Space Dandy Is Absurd(ly Fun) (S1 Finish)

In philosophy, “the Absurd” refers to the conflict between (a) the human tendency to seek inherent value and meaning in life and (b) the human inability to find any.

Narratively, Space Dandy is, perhaps more than anything, a theater of the absurd. Any time it approaches the illusion of meaning, it is quick to break that down. There are maybe two episodes with clear messages to them, and both are mostly about how life is a pointless repetitive cycle of sitting around. In its second-to-last episode, Dandy has an existential crisis at the realization that he may or may not be the original Space Dandy, but he quickly gets over it when he realizes how pointless it is to keep asking himself. As the opening theme puts it “life is five minutes of introspection.”

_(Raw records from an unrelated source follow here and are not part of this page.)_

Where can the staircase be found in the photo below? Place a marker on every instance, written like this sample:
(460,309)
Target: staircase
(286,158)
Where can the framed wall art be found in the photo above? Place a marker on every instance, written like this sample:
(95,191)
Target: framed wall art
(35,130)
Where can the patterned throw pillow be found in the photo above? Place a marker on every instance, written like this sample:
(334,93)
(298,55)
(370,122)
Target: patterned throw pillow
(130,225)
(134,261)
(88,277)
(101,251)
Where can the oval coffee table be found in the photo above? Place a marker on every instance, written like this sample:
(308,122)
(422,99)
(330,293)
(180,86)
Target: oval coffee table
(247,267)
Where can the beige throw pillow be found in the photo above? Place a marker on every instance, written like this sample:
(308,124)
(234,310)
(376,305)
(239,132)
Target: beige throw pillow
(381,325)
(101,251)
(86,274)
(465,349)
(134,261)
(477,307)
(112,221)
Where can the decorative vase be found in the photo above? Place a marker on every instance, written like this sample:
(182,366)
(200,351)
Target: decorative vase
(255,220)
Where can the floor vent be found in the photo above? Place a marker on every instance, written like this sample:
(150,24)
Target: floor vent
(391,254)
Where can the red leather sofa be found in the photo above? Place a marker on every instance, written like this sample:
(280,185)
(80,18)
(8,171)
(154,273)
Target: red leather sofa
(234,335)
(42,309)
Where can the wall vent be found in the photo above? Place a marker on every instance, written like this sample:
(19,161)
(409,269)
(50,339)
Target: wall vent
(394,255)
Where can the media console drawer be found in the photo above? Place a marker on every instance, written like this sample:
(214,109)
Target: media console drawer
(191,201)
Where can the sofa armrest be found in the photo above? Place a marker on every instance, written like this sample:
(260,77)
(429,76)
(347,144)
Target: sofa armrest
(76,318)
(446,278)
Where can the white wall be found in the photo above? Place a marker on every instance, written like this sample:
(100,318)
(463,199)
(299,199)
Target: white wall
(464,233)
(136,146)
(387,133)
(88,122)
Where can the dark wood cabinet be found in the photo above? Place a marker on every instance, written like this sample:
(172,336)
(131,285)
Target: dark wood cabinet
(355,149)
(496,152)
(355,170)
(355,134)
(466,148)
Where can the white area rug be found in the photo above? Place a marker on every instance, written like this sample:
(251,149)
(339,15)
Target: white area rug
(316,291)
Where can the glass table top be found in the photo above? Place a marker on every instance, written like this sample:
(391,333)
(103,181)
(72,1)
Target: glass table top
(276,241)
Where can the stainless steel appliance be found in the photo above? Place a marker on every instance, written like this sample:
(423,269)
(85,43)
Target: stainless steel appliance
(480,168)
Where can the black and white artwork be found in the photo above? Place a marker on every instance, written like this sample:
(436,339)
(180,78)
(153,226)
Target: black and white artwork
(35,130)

The grand finale is one big, epic love story about a vacuum cleaner who falls for a coffee maker, turns into a giant robot, fights a giant battle, wins nothing, and ostensibly kills himself by drinking coffee. He’ll be back in season 2. Whether its in the face of an epic, dramatic struggle full of Bones doing the style of animation they do best and Yoko Kanno providing the moving score that she’s known for, or just in the face of Space Dandy’s crew bumming around, nothing really matters and nothing ever changes. There is no inherent meaning to anything, and Space Dandy is entirely aware of this. It has nothing to prove, really–it’s just a fun show about a dandy guy in space. And its well aware of what it is.